Significant achievements have been made within the project, with results far exceeding initial expectations. The discovery of the very first methyltransferase ribozyme, named MTR1, by in vitro selection from random nucleic acid libraries and the elucidation of its exact 3D structure including its mode of action was a scientific breakthrough. This finding can be taken as further evidence for the "RNA world hypothesis", postulating that methylated RNAs played a crucial role on Early Earth in maintaining and improving vital cellular functions. New perspectives will arise from this finding and the newly developed ribozyme is expected to be a useful tool for a wide variety of research areas in the future. In particular, MTR1 will contribute to a better understanding of the interaction of methylation, structure, and function of RNAs and will encourage the in vitro evolution of further ribozymes catalyzing a variety of other reactions.

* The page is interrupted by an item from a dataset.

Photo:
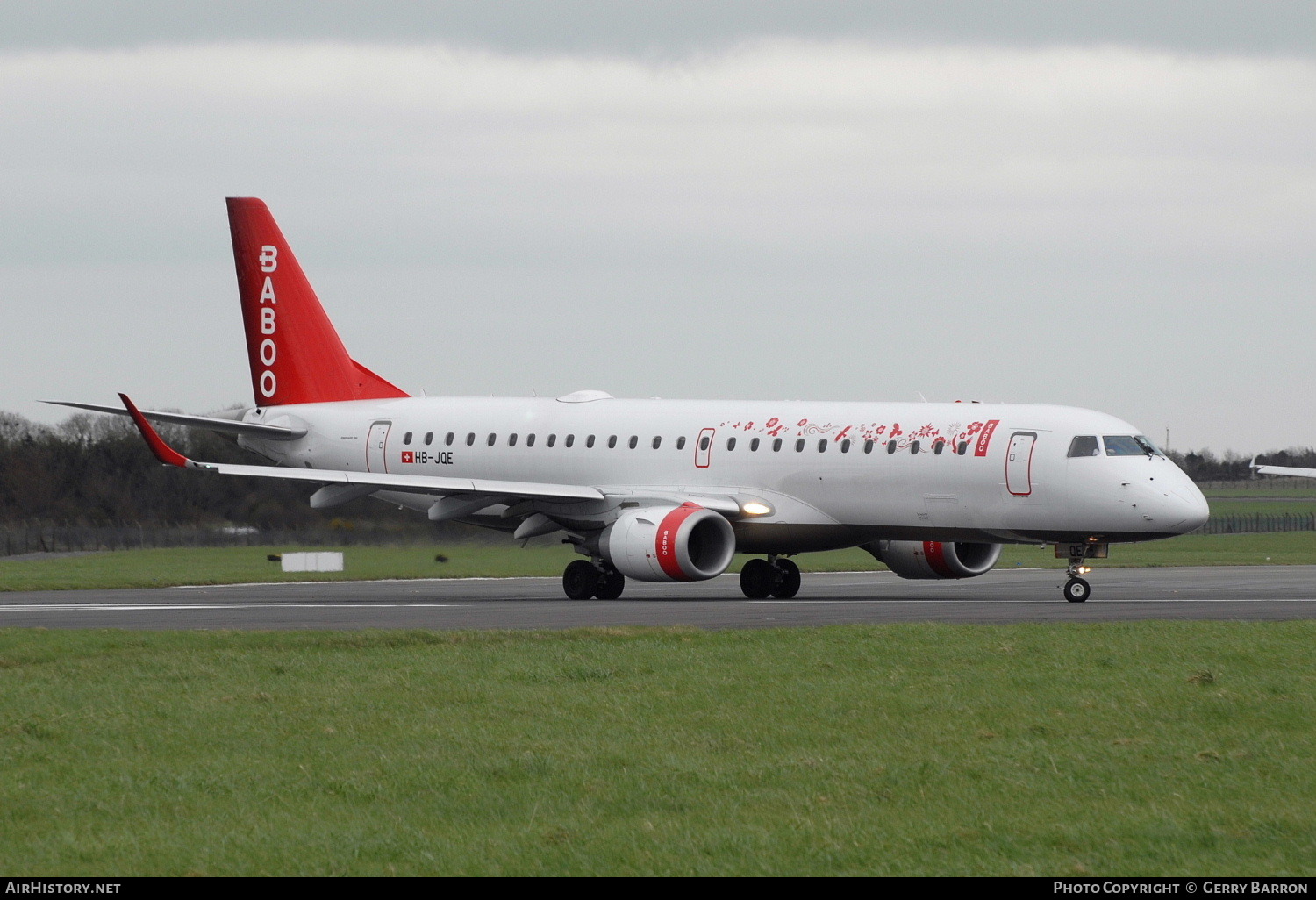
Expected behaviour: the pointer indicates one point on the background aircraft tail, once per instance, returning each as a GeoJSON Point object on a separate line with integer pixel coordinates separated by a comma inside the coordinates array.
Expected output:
{"type": "Point", "coordinates": [292, 347]}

A new high-throughput approach was developed in the project, named DZ-seq. The innovative character of the new approach becomes apparent from the fact that DZ-seq is applicable for comprehensive studies on huge combinatorial libraries and can also be used for the analysis of very different types of nucleic acids. Since the new profiling approach makes it possible to identify deoxyribozymes that would have remained inaccessible using conventional methods, it will largely expand the portfolio of catalytic nucleic acids as powerful tools for biochemical research.
The fluorogenic Chili RNA aptamer attracted attention as an versatile and efficient RNA mimics of fluorescent proteins that specifically bind and activate conditional fluorophores such as analogs of the green and red fluorescent protein chromophore 4-hydroxybenzylidene imidazolone (HBI). Chili exclusively binds the protonated phenol form of the HBI derivatives and exploits excited state proton transfer pathways to enable a more than 350-fold enhanced fluorescence emission from the phenolate form of the HBI chromophore. The elucidation of the structural and mechanistic basis of fluorescence activation in the Chili aptamer ligand complex will pave the way for future engineering of fluorogenic moduls for sensors and imaging applications.